The son of a football coach and former quarterback describes his devotion as “faith, family, and football.”
USC head coach Clay Helton. Image by Scot Obler/Flickr.
It didn’t take long for Clay Helton to make his mark as the University of Southern California’s head football coach. The 45-year-old son of a football coach and former quarterback describes his devotion as “faith, family, and football” — and it shows. After six years at USC, he has revived the tradition of coaching players with integrity, honesty, and strength.
In his first full season as head coach last year, USC went on a nine-game winning streak (its longest since 2008-09) to rise to a final No. 3 national AP ranking and earning a berth in the Rose Bowl, where the team capped the season with a thrilling 52-49 at-the-gun victory over No. 5 Penn State.
With a 4-0 start to the 2017-18 season, the Trojans racked up 13 consecutive victories until the team suffered a heartbreaking 30-27 loss to No. 16 Washington State in week five.
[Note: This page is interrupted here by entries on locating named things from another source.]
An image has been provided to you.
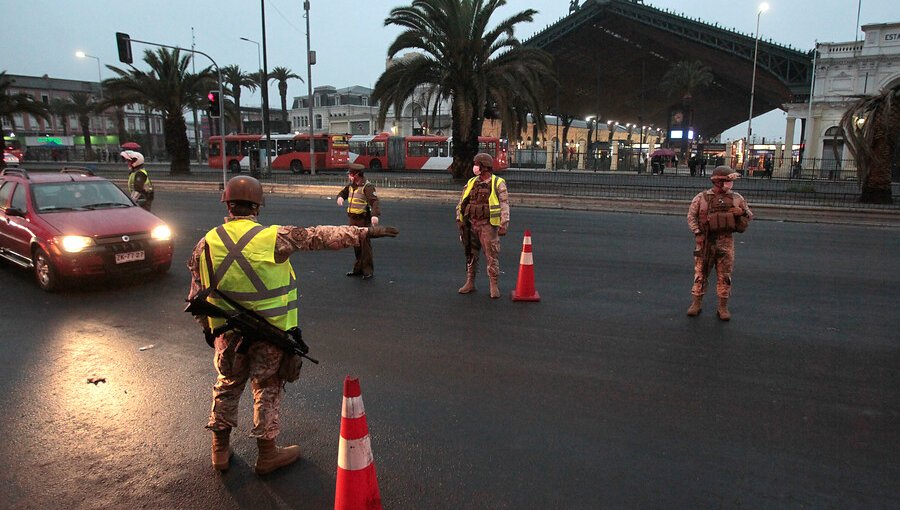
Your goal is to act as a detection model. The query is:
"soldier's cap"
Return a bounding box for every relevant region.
[709,165,741,182]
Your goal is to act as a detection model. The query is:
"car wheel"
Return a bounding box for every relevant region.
[34,248,62,292]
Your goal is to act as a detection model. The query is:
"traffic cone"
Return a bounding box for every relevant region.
[512,230,541,301]
[334,375,381,510]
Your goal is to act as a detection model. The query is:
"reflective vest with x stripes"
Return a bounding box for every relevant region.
[347,181,369,214]
[459,174,505,227]
[200,220,299,331]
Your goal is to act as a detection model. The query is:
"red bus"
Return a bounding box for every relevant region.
[209,134,350,174]
[349,133,509,171]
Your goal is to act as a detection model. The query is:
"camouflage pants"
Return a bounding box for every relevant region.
[206,331,284,439]
[691,235,734,298]
[347,216,375,274]
[465,220,500,278]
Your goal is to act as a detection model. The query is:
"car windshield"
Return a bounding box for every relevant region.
[32,181,134,212]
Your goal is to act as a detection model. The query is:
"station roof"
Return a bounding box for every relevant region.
[523,0,812,137]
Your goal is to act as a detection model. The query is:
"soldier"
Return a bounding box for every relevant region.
[188,175,398,475]
[337,163,381,280]
[687,166,753,321]
[456,152,509,299]
[119,151,153,211]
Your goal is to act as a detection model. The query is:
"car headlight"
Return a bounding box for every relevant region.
[56,236,94,253]
[150,225,172,241]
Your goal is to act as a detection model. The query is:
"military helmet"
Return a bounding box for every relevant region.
[222,175,266,205]
[474,152,494,170]
[709,165,740,182]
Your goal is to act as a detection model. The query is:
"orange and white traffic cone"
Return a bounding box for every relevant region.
[512,230,541,301]
[334,375,381,510]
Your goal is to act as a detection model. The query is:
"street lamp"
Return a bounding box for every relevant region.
[75,50,103,99]
[240,37,272,173]
[744,2,769,172]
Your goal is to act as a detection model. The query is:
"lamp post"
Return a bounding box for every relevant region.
[744,2,769,172]
[240,37,271,173]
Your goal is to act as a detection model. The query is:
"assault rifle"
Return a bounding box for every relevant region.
[184,287,319,364]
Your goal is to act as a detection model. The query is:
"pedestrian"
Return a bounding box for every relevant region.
[188,175,398,475]
[119,150,153,211]
[456,152,509,299]
[337,163,381,280]
[687,166,753,321]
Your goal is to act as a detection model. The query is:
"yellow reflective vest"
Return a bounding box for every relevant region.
[459,174,506,227]
[128,167,153,193]
[200,219,299,331]
[347,181,369,214]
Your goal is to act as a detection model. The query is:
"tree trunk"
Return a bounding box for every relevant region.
[163,113,191,175]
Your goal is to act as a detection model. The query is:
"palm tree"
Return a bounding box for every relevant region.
[69,92,97,161]
[222,65,259,133]
[372,0,556,179]
[104,48,216,174]
[0,71,51,131]
[841,84,900,204]
[269,67,302,123]
[659,60,712,153]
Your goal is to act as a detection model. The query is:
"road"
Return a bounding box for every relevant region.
[0,189,900,509]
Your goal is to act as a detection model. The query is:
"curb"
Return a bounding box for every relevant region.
[125,179,900,228]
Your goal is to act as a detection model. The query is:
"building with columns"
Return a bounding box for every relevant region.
[776,22,900,175]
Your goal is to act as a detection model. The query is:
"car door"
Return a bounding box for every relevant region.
[0,180,16,251]
[6,183,33,261]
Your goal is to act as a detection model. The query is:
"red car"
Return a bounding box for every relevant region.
[0,168,172,292]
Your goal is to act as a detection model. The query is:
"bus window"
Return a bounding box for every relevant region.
[350,142,368,156]
[478,142,497,158]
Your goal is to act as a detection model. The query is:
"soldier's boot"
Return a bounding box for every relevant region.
[688,296,703,317]
[458,274,475,294]
[716,298,731,321]
[255,439,300,475]
[212,429,231,471]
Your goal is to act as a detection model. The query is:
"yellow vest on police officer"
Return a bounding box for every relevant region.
[200,219,299,331]
[459,174,505,227]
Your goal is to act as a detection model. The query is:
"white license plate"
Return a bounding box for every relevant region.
[116,250,144,264]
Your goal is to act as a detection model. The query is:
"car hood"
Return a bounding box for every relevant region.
[41,207,164,238]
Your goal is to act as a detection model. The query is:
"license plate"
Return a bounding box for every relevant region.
[116,250,144,264]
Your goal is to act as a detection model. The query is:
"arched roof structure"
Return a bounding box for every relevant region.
[523,0,812,136]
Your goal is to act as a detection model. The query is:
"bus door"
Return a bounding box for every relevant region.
[387,136,406,170]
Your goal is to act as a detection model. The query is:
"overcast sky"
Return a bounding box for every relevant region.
[0,0,900,139]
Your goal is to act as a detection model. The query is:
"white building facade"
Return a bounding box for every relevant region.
[779,22,900,176]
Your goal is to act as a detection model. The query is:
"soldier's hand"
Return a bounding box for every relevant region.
[369,225,400,239]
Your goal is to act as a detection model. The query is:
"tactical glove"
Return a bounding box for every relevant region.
[369,225,400,239]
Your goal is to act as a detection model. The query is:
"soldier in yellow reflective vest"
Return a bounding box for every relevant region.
[119,151,153,211]
[456,152,509,299]
[188,175,398,474]
[337,163,381,280]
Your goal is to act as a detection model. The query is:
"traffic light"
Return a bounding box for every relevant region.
[116,32,133,64]
[206,90,220,118]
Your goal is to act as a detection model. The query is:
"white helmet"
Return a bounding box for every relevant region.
[119,151,144,168]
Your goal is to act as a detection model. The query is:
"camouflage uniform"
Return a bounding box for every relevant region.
[456,174,509,279]
[338,181,381,275]
[188,216,368,440]
[687,188,753,299]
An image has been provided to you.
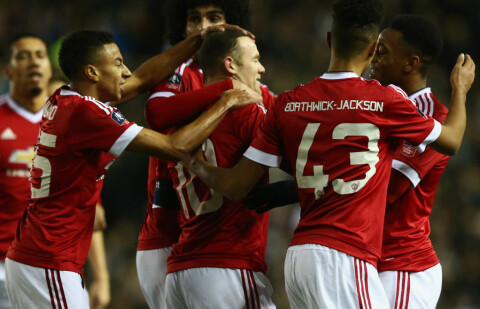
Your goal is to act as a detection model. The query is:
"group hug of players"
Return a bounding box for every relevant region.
[0,0,475,309]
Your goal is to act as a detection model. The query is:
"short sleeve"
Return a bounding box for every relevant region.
[244,96,283,167]
[387,86,441,152]
[392,143,449,187]
[67,100,142,156]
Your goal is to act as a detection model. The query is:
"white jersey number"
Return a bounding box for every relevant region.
[175,139,223,218]
[296,123,380,199]
[30,131,57,198]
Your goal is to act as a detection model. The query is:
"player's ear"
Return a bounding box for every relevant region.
[327,31,332,49]
[223,56,237,75]
[2,64,12,79]
[368,40,378,58]
[403,56,420,73]
[84,64,100,82]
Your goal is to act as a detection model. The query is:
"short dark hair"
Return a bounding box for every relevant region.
[165,0,250,45]
[390,15,443,74]
[197,29,246,76]
[332,0,385,58]
[2,32,47,63]
[58,30,114,81]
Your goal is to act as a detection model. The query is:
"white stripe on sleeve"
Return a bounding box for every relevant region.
[414,119,442,152]
[243,146,282,167]
[392,160,422,188]
[148,91,175,100]
[108,124,143,157]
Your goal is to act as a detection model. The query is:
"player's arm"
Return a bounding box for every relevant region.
[145,79,254,131]
[182,152,268,201]
[127,89,262,161]
[430,54,475,155]
[243,179,298,213]
[88,212,111,309]
[110,24,254,106]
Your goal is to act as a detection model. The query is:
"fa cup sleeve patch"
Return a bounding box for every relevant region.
[112,110,126,125]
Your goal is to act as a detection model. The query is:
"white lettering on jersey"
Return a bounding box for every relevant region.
[284,100,383,112]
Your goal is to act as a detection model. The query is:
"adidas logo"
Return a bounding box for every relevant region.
[0,128,17,139]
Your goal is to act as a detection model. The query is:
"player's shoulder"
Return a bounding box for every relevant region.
[410,87,448,123]
[57,87,115,114]
[0,94,9,114]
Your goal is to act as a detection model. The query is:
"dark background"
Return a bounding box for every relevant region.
[0,0,480,309]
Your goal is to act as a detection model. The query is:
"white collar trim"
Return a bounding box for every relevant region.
[321,72,359,79]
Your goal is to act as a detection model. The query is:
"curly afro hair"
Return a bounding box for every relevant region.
[390,15,443,73]
[332,0,385,58]
[165,0,250,45]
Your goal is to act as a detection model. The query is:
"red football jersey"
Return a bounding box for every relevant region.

But Helton is no stranger to fighting back — or as USC says, “fighting on.” He previously stepped up to lead the team as an interim head coach twice, after one interim head coach quit in 2013 and another was fired for misconduct in 2015. He was officially named the head coach in November 2015.
“Choosing a coach is an inexact science,” said then-USC athletic director Pat Haden upon announcing Helton’s hiring. “In Clay’s case, there is exactness. We have a man with unquestioned integrity… Clay is a leader of young men.”
Helton joined the USC staff in February 2010 as the quarterbacks’ coach after spending 10 seasons as an assistant at Memphis. He added the passing game coordinator role in 2012 and became the offensive coordinator in 2013.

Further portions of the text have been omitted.